Cronaca / Sondrio e cintura
Giovedì 30 Novembre 2017
«Il nuovo clima ha stravolto la montagna»
Un messaggio chiaro nell’incontro sull’approccio alle terre alte che si è tenuto al teatro Sociale. Smiraglia: «Il volto dei ghiacciai muta in poche settimane» - Aumentano le frane, serve maggiore preparazione.
Dal 1960 al 2010 i chilometri quadrati dei ghiacciai italiani (fra cui anche quelli valtellinesi) sono diminuiti di 156 chilometri quadrati (da 525 mq. a 369 mq.), quasi come la grandezza del lago di Como per intendersi. La temperatura negli ultimi anni, invece, è aumentata di 2 gradi. In soli due mesi nella scorsa estate si è assistito ad un numero considerevole di smottamenti e frane e per raggiungere le quote i percorsi sono diventati più lunghi perché il territorio è cambiato. Eppure – nonostante il cambiamento climatico ci imponga l’interrogativo, cui non è facile rispondere, se adeguarci oppure invertire la marcia – non dobbiamo abbandonare la montagna, dobbiamo amarla e frequentarla. Con consapevolezza a e preparazione.

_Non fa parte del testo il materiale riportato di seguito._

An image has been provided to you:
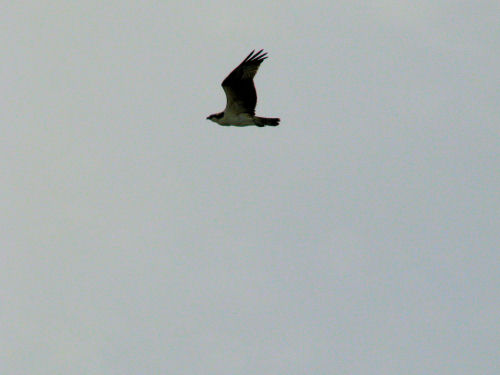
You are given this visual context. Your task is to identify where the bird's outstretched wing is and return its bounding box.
[222,50,267,116]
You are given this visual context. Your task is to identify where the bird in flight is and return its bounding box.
[207,50,280,127]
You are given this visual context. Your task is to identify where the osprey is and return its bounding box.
[207,50,280,127]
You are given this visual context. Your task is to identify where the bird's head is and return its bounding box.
[207,112,224,123]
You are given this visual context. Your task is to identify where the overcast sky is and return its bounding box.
[0,0,500,375]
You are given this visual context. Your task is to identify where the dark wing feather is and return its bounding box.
[222,50,267,116]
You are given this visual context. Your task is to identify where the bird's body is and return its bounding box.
[207,50,280,127]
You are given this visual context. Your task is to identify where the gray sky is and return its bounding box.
[0,0,500,375]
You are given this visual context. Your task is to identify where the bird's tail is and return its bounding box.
[254,116,280,126]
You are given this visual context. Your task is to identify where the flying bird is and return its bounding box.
[207,49,280,127]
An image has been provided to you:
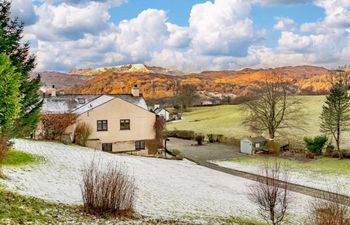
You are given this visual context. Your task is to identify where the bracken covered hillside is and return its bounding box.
[61,65,330,99]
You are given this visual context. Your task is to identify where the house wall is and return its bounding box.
[77,98,156,151]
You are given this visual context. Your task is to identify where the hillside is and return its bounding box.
[58,64,329,99]
[167,96,350,147]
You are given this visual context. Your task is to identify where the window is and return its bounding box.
[135,141,145,150]
[120,120,130,130]
[97,120,108,131]
[102,143,112,152]
[78,98,85,104]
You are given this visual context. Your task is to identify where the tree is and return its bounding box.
[176,84,197,113]
[41,113,77,140]
[321,81,350,159]
[244,73,301,139]
[249,161,290,225]
[0,54,21,175]
[304,136,328,155]
[0,0,41,137]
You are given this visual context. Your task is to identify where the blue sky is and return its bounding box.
[13,0,350,71]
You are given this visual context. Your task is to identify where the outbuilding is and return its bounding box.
[241,137,267,155]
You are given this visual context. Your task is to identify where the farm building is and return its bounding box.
[154,105,170,121]
[241,137,267,155]
[35,87,156,152]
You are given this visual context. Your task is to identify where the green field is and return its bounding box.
[231,156,350,176]
[167,96,350,146]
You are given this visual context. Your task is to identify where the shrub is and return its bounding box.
[145,140,159,155]
[207,134,218,143]
[74,122,92,146]
[195,134,204,145]
[167,130,195,140]
[81,161,135,217]
[304,136,328,155]
[40,113,76,140]
[324,144,335,156]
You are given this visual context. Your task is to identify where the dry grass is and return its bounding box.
[306,190,350,225]
[81,160,135,217]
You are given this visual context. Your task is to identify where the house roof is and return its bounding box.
[245,136,266,143]
[41,94,147,114]
[154,108,168,114]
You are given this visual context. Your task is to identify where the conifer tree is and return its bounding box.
[0,0,41,137]
[321,81,350,158]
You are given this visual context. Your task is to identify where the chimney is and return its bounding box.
[51,85,56,97]
[131,84,140,97]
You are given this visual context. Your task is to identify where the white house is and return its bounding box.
[37,87,156,152]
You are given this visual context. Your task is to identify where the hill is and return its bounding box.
[45,64,329,99]
[167,96,350,147]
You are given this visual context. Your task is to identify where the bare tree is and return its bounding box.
[305,188,350,225]
[249,161,290,225]
[244,72,302,139]
[81,160,135,217]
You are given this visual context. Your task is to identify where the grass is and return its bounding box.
[3,149,43,166]
[167,96,350,146]
[231,156,350,176]
[0,188,265,225]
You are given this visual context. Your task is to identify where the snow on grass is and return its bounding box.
[3,140,311,221]
[212,160,350,196]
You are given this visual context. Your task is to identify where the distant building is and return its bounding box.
[36,87,156,152]
[153,105,170,121]
[241,137,267,155]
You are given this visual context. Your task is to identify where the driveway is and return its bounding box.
[167,138,244,162]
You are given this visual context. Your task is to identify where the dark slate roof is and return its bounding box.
[242,136,267,143]
[41,94,147,114]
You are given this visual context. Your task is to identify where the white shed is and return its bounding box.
[241,137,267,155]
[154,108,170,121]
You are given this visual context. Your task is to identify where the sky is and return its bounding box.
[12,0,350,71]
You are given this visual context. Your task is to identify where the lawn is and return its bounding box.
[167,96,350,146]
[228,156,350,176]
[3,149,43,166]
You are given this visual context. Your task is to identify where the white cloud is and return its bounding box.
[11,0,37,26]
[27,2,110,41]
[189,0,256,56]
[273,17,296,31]
[16,0,350,71]
[255,0,313,5]
[316,0,350,28]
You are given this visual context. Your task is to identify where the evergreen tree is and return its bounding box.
[0,0,41,137]
[321,81,350,158]
[0,54,22,134]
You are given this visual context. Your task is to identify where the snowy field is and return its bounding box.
[212,161,350,196]
[2,140,312,222]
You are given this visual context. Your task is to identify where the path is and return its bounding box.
[168,138,350,202]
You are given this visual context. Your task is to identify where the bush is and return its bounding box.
[195,134,204,145]
[40,113,77,140]
[74,122,92,146]
[207,134,219,143]
[145,140,159,155]
[304,136,328,155]
[167,130,195,140]
[81,161,135,217]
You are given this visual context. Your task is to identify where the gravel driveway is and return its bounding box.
[2,140,310,221]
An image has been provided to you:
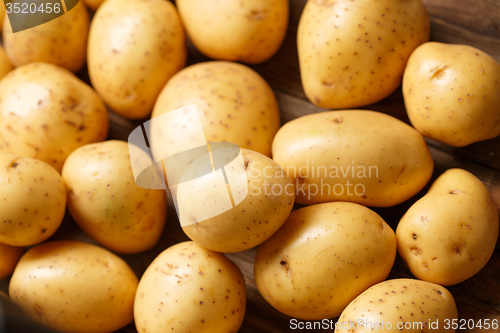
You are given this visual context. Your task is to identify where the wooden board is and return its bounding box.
[0,0,500,333]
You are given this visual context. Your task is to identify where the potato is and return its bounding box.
[134,242,246,333]
[88,0,186,119]
[335,279,458,333]
[0,241,24,280]
[9,241,138,333]
[403,42,500,147]
[151,61,280,157]
[297,0,429,109]
[62,141,167,253]
[0,2,7,31]
[181,149,295,252]
[3,1,89,72]
[83,0,105,12]
[176,0,289,64]
[273,110,434,207]
[396,169,499,286]
[0,153,66,246]
[0,44,12,80]
[0,62,108,171]
[254,202,396,319]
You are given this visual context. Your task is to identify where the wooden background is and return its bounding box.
[0,0,500,333]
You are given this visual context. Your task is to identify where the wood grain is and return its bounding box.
[2,0,500,333]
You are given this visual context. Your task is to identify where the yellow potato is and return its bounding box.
[88,0,186,119]
[396,169,499,286]
[335,279,458,333]
[62,141,167,253]
[0,153,66,246]
[0,62,108,171]
[9,241,138,333]
[0,241,24,280]
[181,149,295,252]
[297,0,429,109]
[176,0,289,64]
[151,61,280,157]
[273,110,434,207]
[3,1,89,72]
[403,42,500,147]
[134,242,246,333]
[254,202,396,319]
[0,2,7,31]
[0,44,12,80]
[83,0,106,12]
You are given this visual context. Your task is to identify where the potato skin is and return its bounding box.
[273,110,434,207]
[0,153,66,246]
[3,1,89,72]
[0,45,12,80]
[9,241,138,333]
[176,0,289,64]
[254,202,396,320]
[182,149,295,252]
[335,279,458,333]
[297,0,429,109]
[151,61,280,157]
[0,62,108,171]
[396,169,499,286]
[134,242,246,333]
[403,42,500,147]
[88,0,186,119]
[0,241,24,278]
[83,0,106,12]
[0,4,7,32]
[62,140,167,253]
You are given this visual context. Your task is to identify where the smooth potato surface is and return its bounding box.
[335,279,458,333]
[396,169,499,286]
[62,140,167,253]
[0,45,12,80]
[0,153,66,246]
[297,0,429,109]
[134,242,246,333]
[3,1,89,72]
[254,202,397,320]
[151,61,280,157]
[181,149,295,252]
[0,63,108,171]
[403,42,500,147]
[176,0,289,64]
[273,110,434,207]
[0,243,24,278]
[88,0,186,119]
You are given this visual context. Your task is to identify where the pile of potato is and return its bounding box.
[0,0,500,333]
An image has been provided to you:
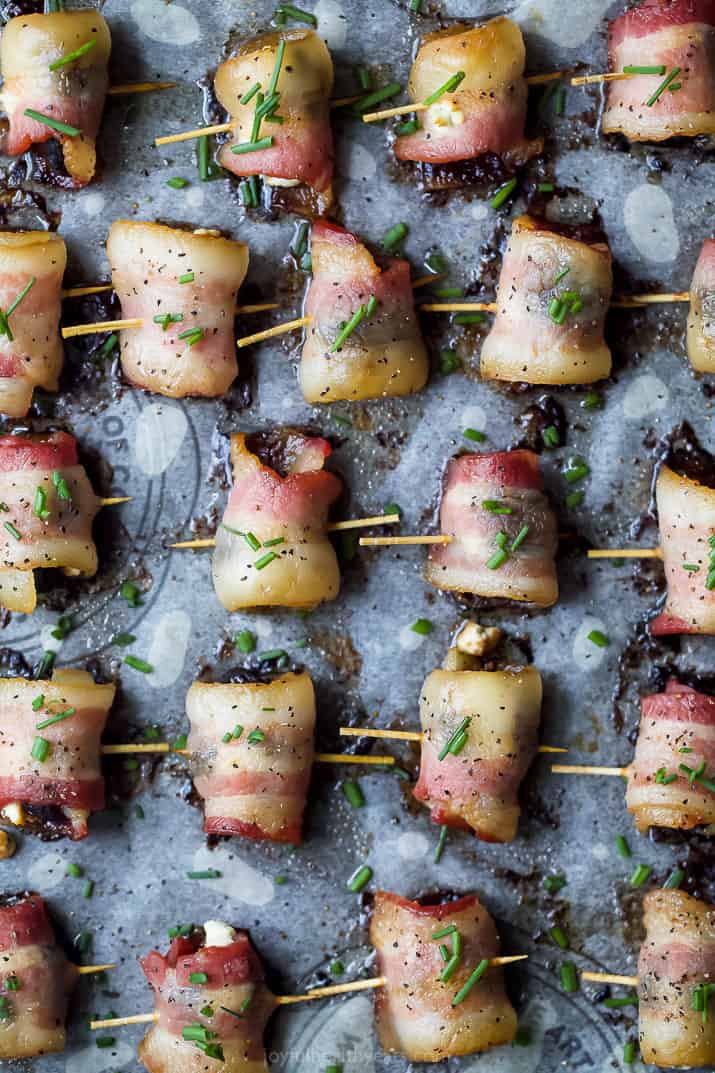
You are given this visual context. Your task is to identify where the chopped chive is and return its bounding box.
[24,108,82,137]
[490,179,516,208]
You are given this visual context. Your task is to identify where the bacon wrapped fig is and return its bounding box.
[651,466,715,635]
[395,16,530,164]
[0,894,77,1060]
[0,670,116,840]
[370,891,516,1062]
[626,678,715,833]
[638,891,715,1069]
[214,30,334,216]
[425,451,558,607]
[186,673,316,843]
[300,220,429,402]
[687,238,715,372]
[602,0,715,142]
[414,667,542,842]
[0,432,100,614]
[106,220,248,398]
[0,232,67,417]
[0,8,112,189]
[138,921,275,1073]
[480,216,613,384]
[213,431,342,611]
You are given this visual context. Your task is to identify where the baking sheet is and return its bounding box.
[0,0,715,1073]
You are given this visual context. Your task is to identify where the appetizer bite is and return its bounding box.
[651,466,715,635]
[626,678,715,834]
[370,891,516,1062]
[214,30,334,216]
[0,893,77,1061]
[0,230,67,417]
[213,429,342,611]
[638,891,715,1069]
[106,220,248,398]
[186,672,316,844]
[425,451,558,607]
[0,670,116,836]
[602,0,715,142]
[138,921,275,1073]
[0,8,112,189]
[300,220,429,402]
[0,432,101,614]
[480,216,613,384]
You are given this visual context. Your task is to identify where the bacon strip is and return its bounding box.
[638,891,715,1069]
[395,16,528,163]
[687,238,715,372]
[0,232,67,417]
[213,435,342,611]
[106,220,248,398]
[0,8,112,189]
[370,891,516,1062]
[651,466,715,635]
[480,216,613,384]
[413,667,542,842]
[214,30,334,212]
[0,432,100,613]
[138,931,275,1073]
[603,0,715,142]
[626,679,715,833]
[186,673,316,843]
[300,220,429,402]
[0,894,77,1059]
[425,451,558,607]
[0,671,115,840]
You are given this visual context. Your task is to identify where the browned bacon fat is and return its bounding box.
[414,667,541,842]
[0,8,112,188]
[603,0,715,142]
[300,220,429,402]
[687,238,715,372]
[138,921,275,1073]
[426,451,558,607]
[0,894,77,1060]
[626,678,715,832]
[0,432,100,614]
[214,30,333,216]
[638,891,715,1069]
[651,466,715,634]
[106,220,248,398]
[395,17,529,164]
[480,216,613,384]
[370,891,516,1062]
[0,232,67,417]
[186,673,316,843]
[214,430,341,611]
[0,670,115,840]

In uno scenario di forte preoccupazione, è un messaggio di impegno e coscienza civile e umana quello lanciato, ieri, al convegno “Camminare nuovi climi su nuove montagne: sta cambiando l’approccio alle terre alte?” curato dal Comitato scientifico di Sondrio Festival e organizzato in collaborazione con il Museum Hub di Castel Masegra e con il Bim. In un Teatro Sociale occupato dagli studenti delle scuole superiori, non si sono fatti discorsi astratti. Tutt’altro: si sono dati suggerimenti ai giovani perché il cambiamento – se possibile – avviene anche dal basso. Il glaciologo, Claudio Smiraglia, è stato chiaro: «Se andiamo in spiaggia al mare non ci accorgiamo dell’innalzamento delle acque, ma se andiamo in montagna bastano poche settimane per vedere cambiare volto dei nostri ghiacciai», ha detto mostrando alcune immagini come quella, spaventosa, del ghiacciaio Sforzellina ormai sparito. La conseguenza è che «affiorano rocce ovunque che incamerano calore, si formano laghi di fronte ai ghiacciai che si spaccano, aumenta la copertura detritica, i ghiacciai diventano neri, le zone pro-glaciali diventano più vaste».
Parola ormai sulla bocca di tutti il rischio del venire meno permafrost, cioè del ghiaccio interstiziale che sta nelle fessure delle rocce sopra il 2600 metri e tiene insieme le montagne (la mente va alla frana del Cengalo in Val Bregaglia la scorsa estate). «Le frane sono fenomeni normali – ha rimarcato -, il problema che aumentano nel giro di breve tempo». Maurizio Maugeri, professore di fisica dell’atmosfera all’Università di Milano, ha mostrato un grafico in cui si denota il notevole aumento delle temperature dal 1800 al 2017 con un’accentuazione negli ultimi 40 anni, quando la temperatura è cresciuta di due gradi in più rispetto alla prima parte dell’Ottocento.
Marco Caccianiga, che insegna all’Università degli Studi di Milano, ha illustrato le reazioni delle vegetazione al cambiamento del clima: migrazione, adattamento, ricerca di un rifugio dove sopravvivere oppure estinzione. Interessante l’esperienza sul campo della guida alpina Michele Comi: «Se penso alle annotazioni alpine che i nostri nonni prendevano sui tempi di percorrenza delle vie d’alta montagna, mi rendo conto che oggi non si riescono a mantenere quei tempi, nonostante migliore dotazione tecnica ed allenamento – ha detto -. Non siamo diventati più imbranati, ma è cambiata la montagna e ciò rende l’attraversamento in piano più rallentato, le pendenze più ripide. A livello personale non faccio più programmi prima di partire per un’escursione, ai miei compagni di cordata offro quello che la giornata e la stagione permettono. In generale mi piace pensare che si possa cogliere la realtà originale, attivare emozioni e trovare significati in montagna».